4 - Assegurar a educação inclusiva e equitativa e de qualidade e promover
oportunidades de aprendizagem ao longo da vida para todos.
10 - Reduzir a desigualdade dentro dos países e entre eles.
_______________________________________________________________
Segundo Seitz (2006), o termo biblioterapia é derivado do grego biblion,
que designa todo tipo de material bibliográfico ou de leitura, e therapein significa
tratamento, cura ou restabelecimento. Rubin (apud Vasquez, 1989, p. 22) define
biblioterapia como “um programa de atividades baseada no processo interativo
das pessoas que o experimentam.
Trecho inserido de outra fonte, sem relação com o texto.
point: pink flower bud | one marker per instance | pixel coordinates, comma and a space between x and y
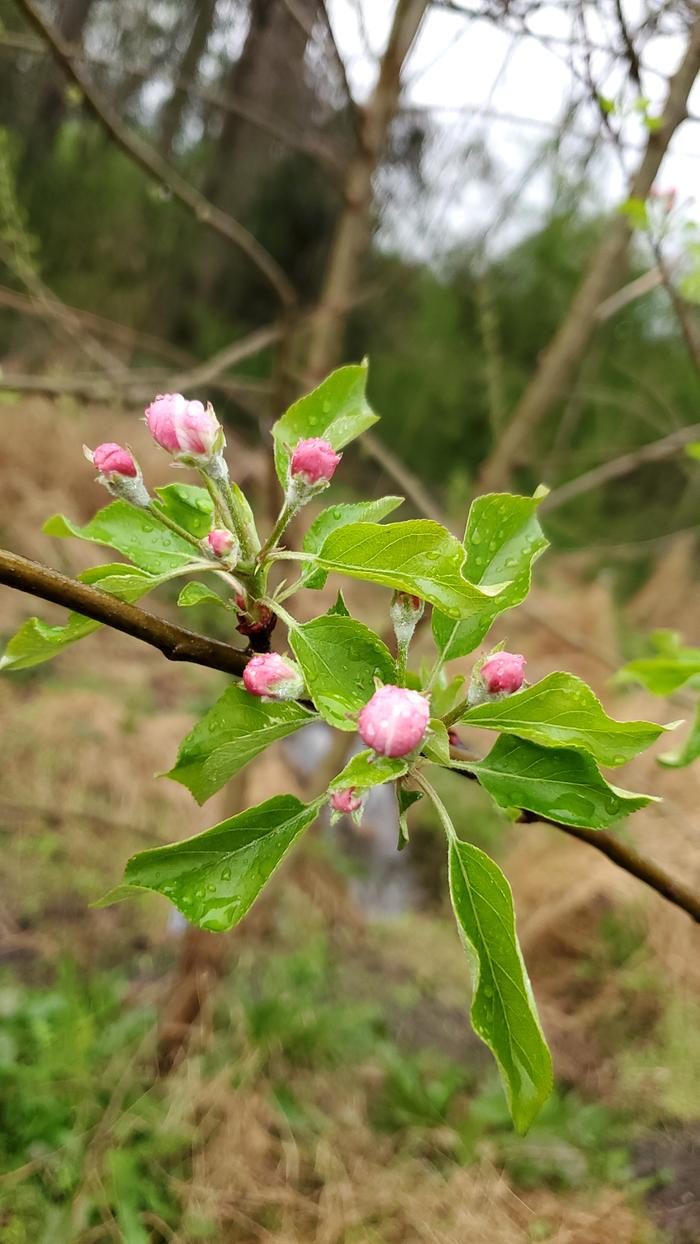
221, 541
313, 460
272, 676
504, 673
394, 720
346, 801
112, 459
183, 428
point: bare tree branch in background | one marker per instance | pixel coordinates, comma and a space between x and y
563, 355
353, 225
158, 168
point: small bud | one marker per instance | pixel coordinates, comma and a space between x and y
272, 677
347, 803
223, 544
313, 462
188, 431
501, 674
118, 470
394, 720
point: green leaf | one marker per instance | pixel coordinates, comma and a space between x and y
340, 658
405, 799
502, 1009
555, 783
197, 594
235, 729
690, 749
137, 534
420, 557
214, 877
37, 641
338, 411
189, 505
367, 769
562, 712
341, 516
437, 747
663, 674
502, 540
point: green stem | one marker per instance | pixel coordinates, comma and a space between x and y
438, 805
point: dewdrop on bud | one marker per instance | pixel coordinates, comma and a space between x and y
347, 803
272, 677
224, 545
185, 429
501, 674
118, 470
394, 720
405, 612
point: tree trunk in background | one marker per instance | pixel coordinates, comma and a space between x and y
353, 228
172, 111
565, 352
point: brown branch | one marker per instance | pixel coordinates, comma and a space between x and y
174, 642
653, 452
563, 355
152, 163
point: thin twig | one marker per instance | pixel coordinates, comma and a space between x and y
151, 161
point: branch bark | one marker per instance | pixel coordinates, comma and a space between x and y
563, 353
353, 224
175, 643
157, 167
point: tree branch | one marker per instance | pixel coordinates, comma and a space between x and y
158, 168
174, 642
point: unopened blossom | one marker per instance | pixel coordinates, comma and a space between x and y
313, 462
394, 720
272, 677
184, 428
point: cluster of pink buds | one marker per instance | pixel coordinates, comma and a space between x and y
272, 677
347, 803
394, 722
188, 431
118, 470
501, 674
224, 545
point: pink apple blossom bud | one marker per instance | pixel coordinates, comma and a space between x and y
394, 720
502, 673
185, 429
347, 801
112, 459
313, 462
272, 677
221, 543
118, 470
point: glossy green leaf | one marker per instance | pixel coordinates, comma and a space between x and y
555, 783
688, 751
405, 800
235, 729
214, 877
189, 505
562, 712
502, 1009
36, 641
338, 411
367, 769
502, 540
420, 557
137, 534
340, 658
197, 594
341, 516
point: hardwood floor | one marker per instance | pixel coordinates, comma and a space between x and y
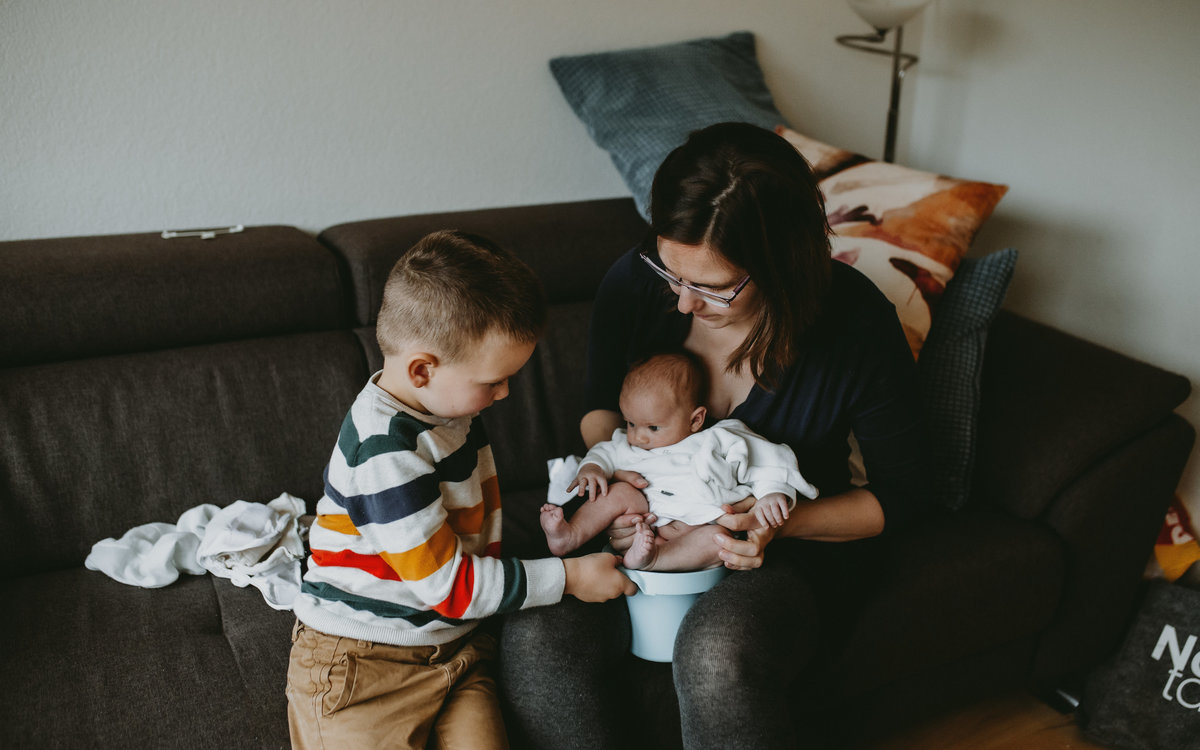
1013, 723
O material impresso ou não, imaginativo ou
informativo, é experienciado e discutido com a ajuda de um facilitador”. Para
Buonocori (apud Alves, 1982, p. 55), biblioterapia “é a arte de curar enfermidades
por meio da leitura”.
Na literatura científica, percebe-se que o tema biblioterapia contém
numerosas pesquisas e estudos de caso em todo o mundo. Historicamente sabese que o uso da leitura com objetivo terapêutico é bem antigo. No Egito antigo,
o Faraó Rammsés II deixou registrado na entrada de sua biblioteca: “Remédios
para a alma”. No cinema contemporâneo, no filme “A menina que roubava livros”,
a personagem principal lê para um primo enfermo que se hospeda em sua casa,
o qual diz que as leituras tiveram papel fundamental na sua cura.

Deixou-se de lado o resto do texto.